Drug shortages aren’t new. The tripledemic just made you look.
By Maryn McKenna
Flu meds and prescription drugs have been in short supply all winter—but the problem goes back over a decade. Parents of small children have faced a persistent problem this “tripledemic” winter: They’ve headed out to pharmacies and supermarkets, looking for cold drugs and fever reducers to counter Covid, flu and RSV, and discovered the shelves were bare. And it hasn’t just been over-the-counter drugs in short supply: The antibiotic amoxicillin, used to treat strep throat and scarlet fever, is scarce in the US and the UK. What’s been worse: Discovering this isn’t a one-time interruption that might resolve quickly—with luck, while your child could still benefit.

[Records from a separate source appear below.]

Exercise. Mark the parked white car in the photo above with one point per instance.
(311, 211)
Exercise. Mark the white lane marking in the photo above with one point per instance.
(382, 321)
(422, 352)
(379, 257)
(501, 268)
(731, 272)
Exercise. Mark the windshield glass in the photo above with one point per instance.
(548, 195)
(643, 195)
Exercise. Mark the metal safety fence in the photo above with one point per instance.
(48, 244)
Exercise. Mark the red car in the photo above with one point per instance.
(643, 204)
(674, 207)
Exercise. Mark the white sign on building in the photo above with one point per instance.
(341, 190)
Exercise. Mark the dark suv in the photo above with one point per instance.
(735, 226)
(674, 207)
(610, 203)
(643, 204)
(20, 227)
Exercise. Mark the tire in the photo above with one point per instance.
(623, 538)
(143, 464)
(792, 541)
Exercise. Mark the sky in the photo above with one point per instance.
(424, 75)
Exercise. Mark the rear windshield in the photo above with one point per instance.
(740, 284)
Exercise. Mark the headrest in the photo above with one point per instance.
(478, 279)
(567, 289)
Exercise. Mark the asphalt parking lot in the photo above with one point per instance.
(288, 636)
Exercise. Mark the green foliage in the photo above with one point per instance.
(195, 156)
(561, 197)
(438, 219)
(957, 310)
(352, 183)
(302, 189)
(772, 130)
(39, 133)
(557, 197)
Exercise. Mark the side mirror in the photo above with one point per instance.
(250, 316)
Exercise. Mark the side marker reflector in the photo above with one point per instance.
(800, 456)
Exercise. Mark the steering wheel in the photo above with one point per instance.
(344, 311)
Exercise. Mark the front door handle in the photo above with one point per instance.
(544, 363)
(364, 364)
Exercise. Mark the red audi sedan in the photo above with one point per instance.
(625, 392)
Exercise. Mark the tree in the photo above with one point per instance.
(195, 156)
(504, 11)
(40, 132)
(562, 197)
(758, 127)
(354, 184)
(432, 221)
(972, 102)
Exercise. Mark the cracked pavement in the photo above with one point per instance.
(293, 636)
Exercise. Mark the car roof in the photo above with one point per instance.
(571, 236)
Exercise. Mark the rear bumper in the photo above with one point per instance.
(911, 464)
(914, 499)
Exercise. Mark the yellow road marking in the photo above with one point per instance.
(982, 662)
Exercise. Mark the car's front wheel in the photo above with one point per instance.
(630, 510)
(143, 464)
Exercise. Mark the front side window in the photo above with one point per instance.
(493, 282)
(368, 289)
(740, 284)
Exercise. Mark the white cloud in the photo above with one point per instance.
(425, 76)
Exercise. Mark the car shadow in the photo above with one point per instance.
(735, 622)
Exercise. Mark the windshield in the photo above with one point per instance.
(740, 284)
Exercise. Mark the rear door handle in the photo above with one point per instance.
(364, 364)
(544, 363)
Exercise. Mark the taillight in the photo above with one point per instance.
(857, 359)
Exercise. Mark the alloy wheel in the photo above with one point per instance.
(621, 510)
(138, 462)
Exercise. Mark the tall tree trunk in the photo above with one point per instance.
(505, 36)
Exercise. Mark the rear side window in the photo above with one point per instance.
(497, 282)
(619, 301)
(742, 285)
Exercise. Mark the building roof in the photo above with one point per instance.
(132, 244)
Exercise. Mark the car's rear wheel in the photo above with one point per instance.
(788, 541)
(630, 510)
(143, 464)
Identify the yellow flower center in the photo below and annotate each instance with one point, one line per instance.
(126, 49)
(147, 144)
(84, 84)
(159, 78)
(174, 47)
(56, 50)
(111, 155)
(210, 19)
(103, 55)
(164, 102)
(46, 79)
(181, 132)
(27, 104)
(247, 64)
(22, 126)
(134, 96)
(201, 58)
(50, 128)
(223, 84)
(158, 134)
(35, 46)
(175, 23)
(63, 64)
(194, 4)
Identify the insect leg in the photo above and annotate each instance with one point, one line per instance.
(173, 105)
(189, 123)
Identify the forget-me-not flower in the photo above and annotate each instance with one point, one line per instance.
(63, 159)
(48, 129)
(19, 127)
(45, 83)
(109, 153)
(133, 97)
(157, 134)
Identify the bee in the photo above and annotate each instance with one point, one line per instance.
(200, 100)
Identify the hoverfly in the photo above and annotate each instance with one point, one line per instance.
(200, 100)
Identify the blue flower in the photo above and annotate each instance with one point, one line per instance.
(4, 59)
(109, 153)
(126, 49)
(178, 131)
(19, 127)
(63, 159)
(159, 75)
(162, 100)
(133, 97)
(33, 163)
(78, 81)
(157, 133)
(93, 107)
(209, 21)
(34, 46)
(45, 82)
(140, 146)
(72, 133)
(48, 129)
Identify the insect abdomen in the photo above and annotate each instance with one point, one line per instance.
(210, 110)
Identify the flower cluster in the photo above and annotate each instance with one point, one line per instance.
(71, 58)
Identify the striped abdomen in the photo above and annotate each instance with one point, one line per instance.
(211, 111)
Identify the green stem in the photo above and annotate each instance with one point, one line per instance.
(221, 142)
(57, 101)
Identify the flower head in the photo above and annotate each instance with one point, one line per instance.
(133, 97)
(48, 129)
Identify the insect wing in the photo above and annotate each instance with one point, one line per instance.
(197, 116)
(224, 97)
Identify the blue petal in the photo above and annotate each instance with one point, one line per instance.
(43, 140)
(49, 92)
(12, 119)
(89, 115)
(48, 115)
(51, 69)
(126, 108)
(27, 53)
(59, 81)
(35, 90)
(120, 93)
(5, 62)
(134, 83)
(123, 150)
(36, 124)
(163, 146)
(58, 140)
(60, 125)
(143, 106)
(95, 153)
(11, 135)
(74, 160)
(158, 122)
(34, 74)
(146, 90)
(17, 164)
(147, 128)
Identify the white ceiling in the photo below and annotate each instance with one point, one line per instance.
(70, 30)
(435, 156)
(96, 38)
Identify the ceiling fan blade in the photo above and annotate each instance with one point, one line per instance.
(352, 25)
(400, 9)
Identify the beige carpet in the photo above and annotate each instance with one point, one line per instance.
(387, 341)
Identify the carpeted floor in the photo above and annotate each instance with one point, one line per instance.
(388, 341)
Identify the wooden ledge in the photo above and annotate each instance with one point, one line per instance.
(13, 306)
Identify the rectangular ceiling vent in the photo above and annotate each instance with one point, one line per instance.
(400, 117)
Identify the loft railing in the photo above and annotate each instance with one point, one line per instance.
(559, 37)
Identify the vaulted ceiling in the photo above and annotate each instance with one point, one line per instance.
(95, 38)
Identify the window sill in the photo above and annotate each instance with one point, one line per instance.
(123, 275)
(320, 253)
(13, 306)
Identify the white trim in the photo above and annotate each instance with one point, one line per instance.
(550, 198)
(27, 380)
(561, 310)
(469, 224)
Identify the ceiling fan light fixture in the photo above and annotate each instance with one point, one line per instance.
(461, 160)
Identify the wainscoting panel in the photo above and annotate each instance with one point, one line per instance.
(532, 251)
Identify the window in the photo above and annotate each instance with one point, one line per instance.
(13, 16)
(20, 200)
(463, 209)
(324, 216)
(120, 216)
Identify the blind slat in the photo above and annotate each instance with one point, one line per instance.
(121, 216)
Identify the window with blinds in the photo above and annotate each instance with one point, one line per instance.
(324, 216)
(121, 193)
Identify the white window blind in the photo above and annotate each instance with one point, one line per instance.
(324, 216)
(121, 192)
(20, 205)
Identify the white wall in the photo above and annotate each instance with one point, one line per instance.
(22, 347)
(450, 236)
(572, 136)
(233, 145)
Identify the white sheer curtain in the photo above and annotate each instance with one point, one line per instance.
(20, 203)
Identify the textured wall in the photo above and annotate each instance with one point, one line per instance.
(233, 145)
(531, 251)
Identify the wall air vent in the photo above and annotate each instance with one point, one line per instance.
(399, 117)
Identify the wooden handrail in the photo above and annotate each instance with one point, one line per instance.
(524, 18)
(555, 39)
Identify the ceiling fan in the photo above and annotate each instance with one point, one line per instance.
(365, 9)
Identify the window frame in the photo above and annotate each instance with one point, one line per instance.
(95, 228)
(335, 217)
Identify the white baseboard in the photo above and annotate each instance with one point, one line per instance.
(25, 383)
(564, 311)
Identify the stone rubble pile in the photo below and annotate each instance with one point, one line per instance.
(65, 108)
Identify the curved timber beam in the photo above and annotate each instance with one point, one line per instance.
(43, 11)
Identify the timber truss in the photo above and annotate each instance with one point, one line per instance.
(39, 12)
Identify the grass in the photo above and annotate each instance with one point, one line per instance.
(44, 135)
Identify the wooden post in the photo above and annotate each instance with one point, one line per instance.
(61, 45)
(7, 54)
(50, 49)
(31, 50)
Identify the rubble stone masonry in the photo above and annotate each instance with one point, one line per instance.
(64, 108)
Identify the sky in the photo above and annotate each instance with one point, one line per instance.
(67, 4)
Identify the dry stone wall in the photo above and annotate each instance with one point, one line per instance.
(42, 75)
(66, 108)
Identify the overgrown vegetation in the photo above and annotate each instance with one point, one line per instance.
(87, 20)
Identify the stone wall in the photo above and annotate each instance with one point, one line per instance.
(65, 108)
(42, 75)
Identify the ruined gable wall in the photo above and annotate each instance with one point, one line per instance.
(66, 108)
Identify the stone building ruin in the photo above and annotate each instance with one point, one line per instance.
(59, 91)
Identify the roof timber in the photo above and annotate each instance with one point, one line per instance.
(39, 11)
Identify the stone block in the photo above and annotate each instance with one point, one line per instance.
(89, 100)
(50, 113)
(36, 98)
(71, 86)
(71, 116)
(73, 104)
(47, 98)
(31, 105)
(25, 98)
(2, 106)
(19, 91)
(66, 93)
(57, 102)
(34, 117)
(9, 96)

According to records at the US Food and Drug Administration, amoxicillin supplies have been low since the end of October, and pharmacy experts say colleagues were struggling with stock-outs from the beginning of that month. And it's not just treatments for seasonal infections that are out of stock. According to the FDA, 191 drugs—antibiotics, cancer treatments, anesthetics, Adderall, and other pharmaceuticals—are currently in shortage or in the process of being restored to the market. This isn’t a Covid-caused, temporary aberration. Experts have been ringing the alarm since at least 2011. Put another way: The US drives drug innovation for the rest of the world, but it can’t keep what it develops on pharmacy shelves. It’s a stubborn problem—composed of procurement slowdowns, proprietary information, and policy shortfalls—that no one has been able to fix. Coping with drug shortages is such a regular occurrence that “it's almost its own subspecialty in pharmacy now,” says Susan Davis, who is an associate dean for pharmacy at Wayne State University. “It’s something that people have as part of their job description, trying to manage shortages, which is unfathomable.”